- Developer: U.S. Gold
- Publisher: The Assembly Line
- Platforms: Amiga, Atari ST, MS-DOS
- Release: 1990: Amiga, ST 1991: MS-DOS
- Genre: First-person shooter

= Vaxine =

1990 video game

Vaxine is a first person shooter published for the Amiga and Atari ST by The Assembly Line in 1990. An MS-DOS version was released in 1991.

==Gameplay==
Vaxine is a game in which the miniaturized player character fights a deadly virus from within the body of the president of the United States.

==Reception==
Allen L. Greenberg reviewed the game for Computer Gaming World, and stated that "Vaxine is clearly a product for hard-core arcade fanatics who enjoy wonderfully abstract graphics."
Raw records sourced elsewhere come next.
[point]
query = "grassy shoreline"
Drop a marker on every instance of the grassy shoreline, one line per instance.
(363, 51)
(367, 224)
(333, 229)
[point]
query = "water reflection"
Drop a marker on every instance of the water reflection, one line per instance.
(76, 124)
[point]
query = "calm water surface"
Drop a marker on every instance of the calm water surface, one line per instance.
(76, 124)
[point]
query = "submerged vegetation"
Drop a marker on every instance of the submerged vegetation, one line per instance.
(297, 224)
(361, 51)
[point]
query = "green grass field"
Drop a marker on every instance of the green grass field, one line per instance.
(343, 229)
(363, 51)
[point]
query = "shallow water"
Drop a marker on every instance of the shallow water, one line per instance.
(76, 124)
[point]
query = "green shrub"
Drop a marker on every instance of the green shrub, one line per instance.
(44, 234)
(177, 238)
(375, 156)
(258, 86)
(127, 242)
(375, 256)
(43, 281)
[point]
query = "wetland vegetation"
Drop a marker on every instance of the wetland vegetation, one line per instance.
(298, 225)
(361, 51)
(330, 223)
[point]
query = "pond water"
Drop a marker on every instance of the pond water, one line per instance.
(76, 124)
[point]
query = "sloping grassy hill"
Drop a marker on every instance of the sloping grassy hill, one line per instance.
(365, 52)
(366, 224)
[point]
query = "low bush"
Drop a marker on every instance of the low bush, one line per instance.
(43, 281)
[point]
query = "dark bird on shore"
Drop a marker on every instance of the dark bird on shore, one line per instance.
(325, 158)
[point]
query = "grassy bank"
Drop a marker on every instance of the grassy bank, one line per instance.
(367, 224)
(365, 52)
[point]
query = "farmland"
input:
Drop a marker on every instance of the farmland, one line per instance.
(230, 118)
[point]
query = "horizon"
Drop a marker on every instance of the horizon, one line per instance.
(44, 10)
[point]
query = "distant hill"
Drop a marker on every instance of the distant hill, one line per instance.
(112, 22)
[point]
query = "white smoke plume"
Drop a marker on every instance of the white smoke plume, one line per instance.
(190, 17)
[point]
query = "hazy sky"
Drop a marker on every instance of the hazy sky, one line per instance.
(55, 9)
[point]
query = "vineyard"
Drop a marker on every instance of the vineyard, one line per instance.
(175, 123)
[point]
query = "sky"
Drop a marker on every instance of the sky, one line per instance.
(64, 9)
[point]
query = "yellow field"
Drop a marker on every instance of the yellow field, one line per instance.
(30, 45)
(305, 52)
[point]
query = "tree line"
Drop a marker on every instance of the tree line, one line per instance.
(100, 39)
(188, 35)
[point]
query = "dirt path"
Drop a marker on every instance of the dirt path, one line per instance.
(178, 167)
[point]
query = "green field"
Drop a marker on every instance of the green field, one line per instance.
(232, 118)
Tom Malcom for Info gave the game 5 stars and said "If you like abstract concept games, this is one of the very best. Vaxines infinite levels will keep you infinitely entertained."

Amiga Format rated the game 85% and said "Conditions are terrible, it is five to a cell! That cry will be herd the length and breadth of the country any day now. Thing is, it won’t be prisoners complaining about conditions, but your very own body. Unknown, unseen and unexpected a virus is attacking mankind, but luckily the Assembly Line has come up with the Vaxine."
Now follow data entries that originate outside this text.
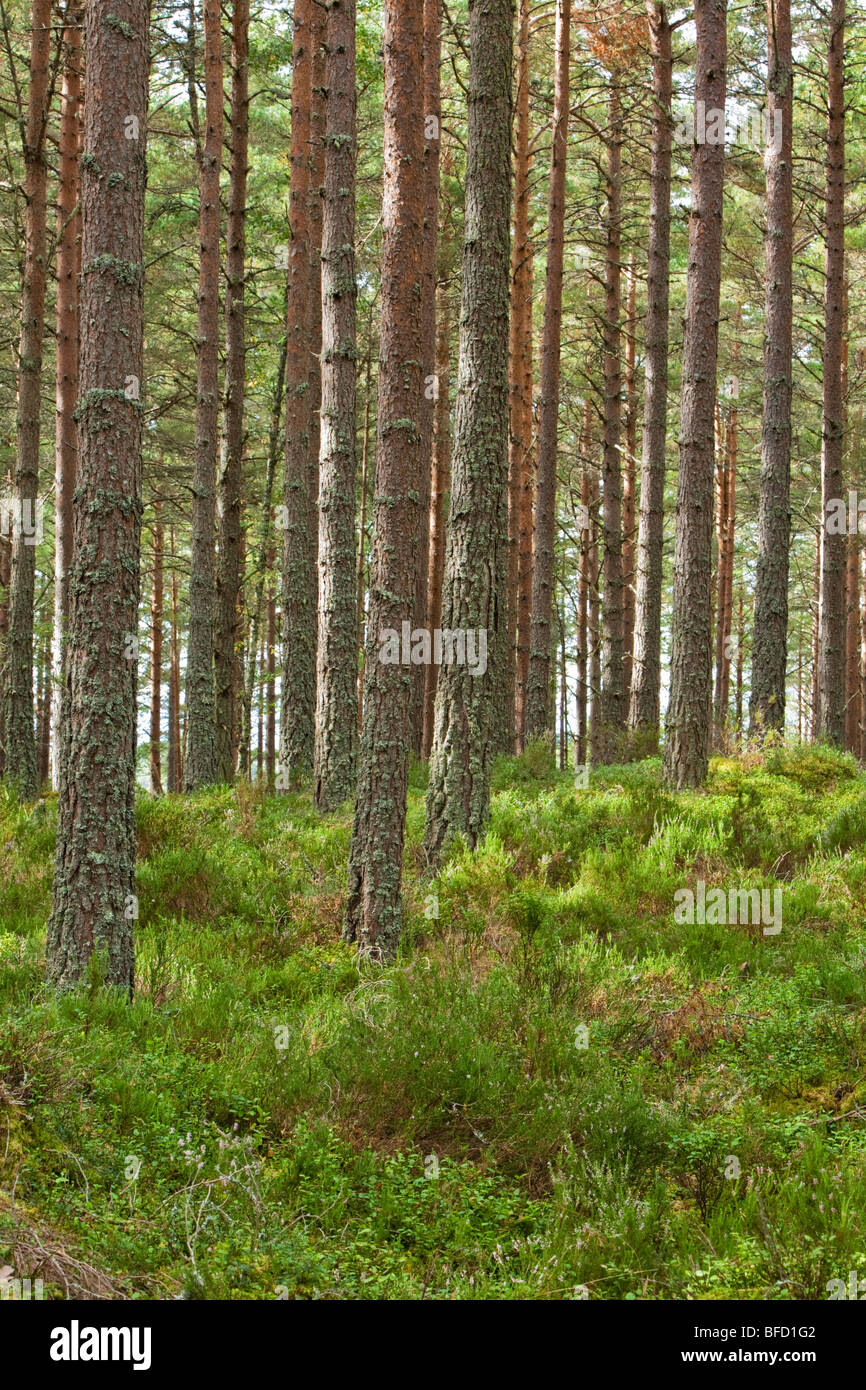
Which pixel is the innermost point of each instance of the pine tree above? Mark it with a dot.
(476, 560)
(95, 902)
(688, 712)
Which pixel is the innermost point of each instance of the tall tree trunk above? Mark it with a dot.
(299, 598)
(476, 560)
(337, 665)
(433, 113)
(67, 330)
(6, 566)
(862, 748)
(852, 578)
(156, 658)
(769, 647)
(688, 710)
(95, 900)
(173, 765)
(374, 906)
(260, 565)
(612, 698)
(228, 626)
(202, 765)
(520, 394)
(852, 647)
(362, 540)
(628, 478)
(538, 679)
(730, 527)
(831, 635)
(594, 638)
(270, 734)
(816, 617)
(647, 662)
(441, 485)
(43, 713)
(722, 503)
(583, 584)
(563, 692)
(18, 676)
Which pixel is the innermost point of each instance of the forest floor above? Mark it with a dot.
(558, 1091)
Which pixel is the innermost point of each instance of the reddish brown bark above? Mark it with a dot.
(690, 705)
(202, 763)
(67, 330)
(770, 633)
(95, 902)
(441, 484)
(520, 394)
(433, 113)
(156, 658)
(538, 679)
(831, 637)
(18, 672)
(628, 477)
(228, 622)
(374, 905)
(647, 662)
(174, 773)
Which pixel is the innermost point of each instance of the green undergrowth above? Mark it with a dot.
(558, 1090)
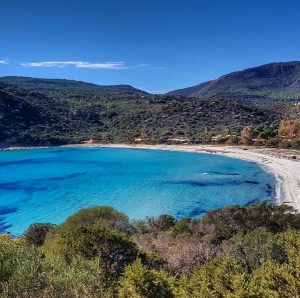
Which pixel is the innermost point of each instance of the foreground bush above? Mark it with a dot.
(247, 252)
(139, 281)
(36, 233)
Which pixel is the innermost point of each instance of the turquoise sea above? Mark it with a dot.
(48, 185)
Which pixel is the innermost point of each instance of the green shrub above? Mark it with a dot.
(223, 277)
(36, 233)
(114, 249)
(101, 216)
(21, 272)
(140, 282)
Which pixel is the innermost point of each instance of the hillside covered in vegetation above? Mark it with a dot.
(52, 112)
(98, 252)
(274, 81)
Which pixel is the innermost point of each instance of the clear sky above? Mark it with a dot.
(155, 45)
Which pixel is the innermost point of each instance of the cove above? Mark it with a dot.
(48, 185)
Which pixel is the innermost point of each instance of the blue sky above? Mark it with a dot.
(155, 45)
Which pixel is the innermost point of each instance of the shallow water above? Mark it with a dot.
(48, 185)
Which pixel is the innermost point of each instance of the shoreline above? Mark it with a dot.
(278, 162)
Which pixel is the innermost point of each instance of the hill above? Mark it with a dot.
(274, 81)
(52, 86)
(33, 118)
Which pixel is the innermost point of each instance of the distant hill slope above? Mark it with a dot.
(51, 86)
(33, 118)
(266, 82)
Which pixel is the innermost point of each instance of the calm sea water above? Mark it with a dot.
(48, 185)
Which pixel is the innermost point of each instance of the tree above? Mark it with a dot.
(222, 277)
(247, 135)
(36, 233)
(140, 282)
(162, 223)
(101, 216)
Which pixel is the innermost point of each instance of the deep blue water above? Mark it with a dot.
(48, 185)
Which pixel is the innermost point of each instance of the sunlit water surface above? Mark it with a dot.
(48, 185)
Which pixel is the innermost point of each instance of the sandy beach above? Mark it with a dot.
(282, 163)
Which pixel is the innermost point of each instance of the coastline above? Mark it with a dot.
(278, 162)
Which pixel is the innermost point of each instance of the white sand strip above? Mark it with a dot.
(279, 162)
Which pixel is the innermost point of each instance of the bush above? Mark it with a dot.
(101, 216)
(162, 223)
(139, 281)
(113, 248)
(223, 277)
(21, 272)
(36, 233)
(255, 248)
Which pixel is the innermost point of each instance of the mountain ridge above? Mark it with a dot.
(44, 85)
(278, 80)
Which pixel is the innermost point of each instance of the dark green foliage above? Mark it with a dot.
(36, 233)
(103, 216)
(274, 81)
(163, 223)
(236, 252)
(62, 117)
(255, 248)
(182, 227)
(21, 273)
(139, 281)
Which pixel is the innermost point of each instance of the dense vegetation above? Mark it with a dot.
(232, 252)
(274, 81)
(66, 112)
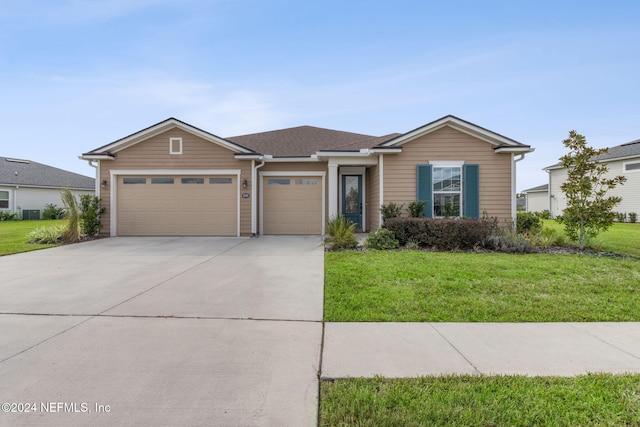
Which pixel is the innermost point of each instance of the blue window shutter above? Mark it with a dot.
(471, 191)
(425, 189)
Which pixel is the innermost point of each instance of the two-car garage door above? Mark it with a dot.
(174, 205)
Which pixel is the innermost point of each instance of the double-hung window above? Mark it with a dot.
(448, 189)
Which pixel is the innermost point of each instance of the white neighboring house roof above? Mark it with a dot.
(628, 150)
(538, 189)
(27, 173)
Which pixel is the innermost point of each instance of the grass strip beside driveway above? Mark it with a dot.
(416, 286)
(597, 399)
(14, 235)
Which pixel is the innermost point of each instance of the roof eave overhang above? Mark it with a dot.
(457, 124)
(165, 126)
(518, 150)
(92, 156)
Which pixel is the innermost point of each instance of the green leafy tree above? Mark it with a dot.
(90, 211)
(588, 210)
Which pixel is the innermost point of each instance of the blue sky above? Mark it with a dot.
(78, 74)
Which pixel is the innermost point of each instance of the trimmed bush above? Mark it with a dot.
(382, 239)
(528, 222)
(342, 233)
(389, 211)
(8, 216)
(416, 209)
(443, 234)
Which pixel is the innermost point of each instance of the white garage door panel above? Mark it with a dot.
(292, 205)
(178, 209)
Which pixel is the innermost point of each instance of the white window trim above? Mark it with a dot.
(261, 175)
(448, 164)
(115, 173)
(633, 162)
(171, 150)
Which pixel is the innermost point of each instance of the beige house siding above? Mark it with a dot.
(450, 144)
(197, 153)
(373, 198)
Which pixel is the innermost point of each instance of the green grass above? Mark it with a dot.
(416, 286)
(14, 235)
(589, 400)
(623, 238)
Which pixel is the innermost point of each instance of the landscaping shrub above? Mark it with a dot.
(621, 216)
(342, 233)
(52, 211)
(389, 211)
(545, 214)
(8, 216)
(528, 222)
(442, 234)
(509, 242)
(382, 239)
(416, 209)
(90, 211)
(47, 235)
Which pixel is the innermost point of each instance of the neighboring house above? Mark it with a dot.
(621, 160)
(26, 186)
(537, 198)
(175, 179)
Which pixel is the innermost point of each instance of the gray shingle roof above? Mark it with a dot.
(26, 172)
(305, 141)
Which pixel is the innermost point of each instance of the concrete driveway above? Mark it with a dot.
(163, 332)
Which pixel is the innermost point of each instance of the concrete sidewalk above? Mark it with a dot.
(535, 349)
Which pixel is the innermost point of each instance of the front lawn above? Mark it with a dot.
(14, 235)
(621, 237)
(416, 286)
(602, 399)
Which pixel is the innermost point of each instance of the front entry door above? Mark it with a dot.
(352, 199)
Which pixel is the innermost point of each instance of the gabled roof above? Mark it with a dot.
(305, 141)
(29, 173)
(109, 150)
(538, 189)
(501, 143)
(619, 152)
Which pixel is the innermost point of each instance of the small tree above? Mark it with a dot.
(588, 211)
(90, 211)
(72, 232)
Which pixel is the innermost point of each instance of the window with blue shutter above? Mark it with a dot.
(449, 191)
(471, 192)
(425, 189)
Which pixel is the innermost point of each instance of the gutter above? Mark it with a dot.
(254, 201)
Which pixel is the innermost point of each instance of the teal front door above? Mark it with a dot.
(352, 199)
Raze rated the game 84% and said "The basic EGA version is a great little game, but where the PC game really shines is on an enhanced machine. Get hold of a VGA machine with an AdLib or Roland soundcard and you'll have a game that probably improves on even the Amiga version. There's full use of the 256-colour display and some really atmospheric sound effects pumped out of the speakers."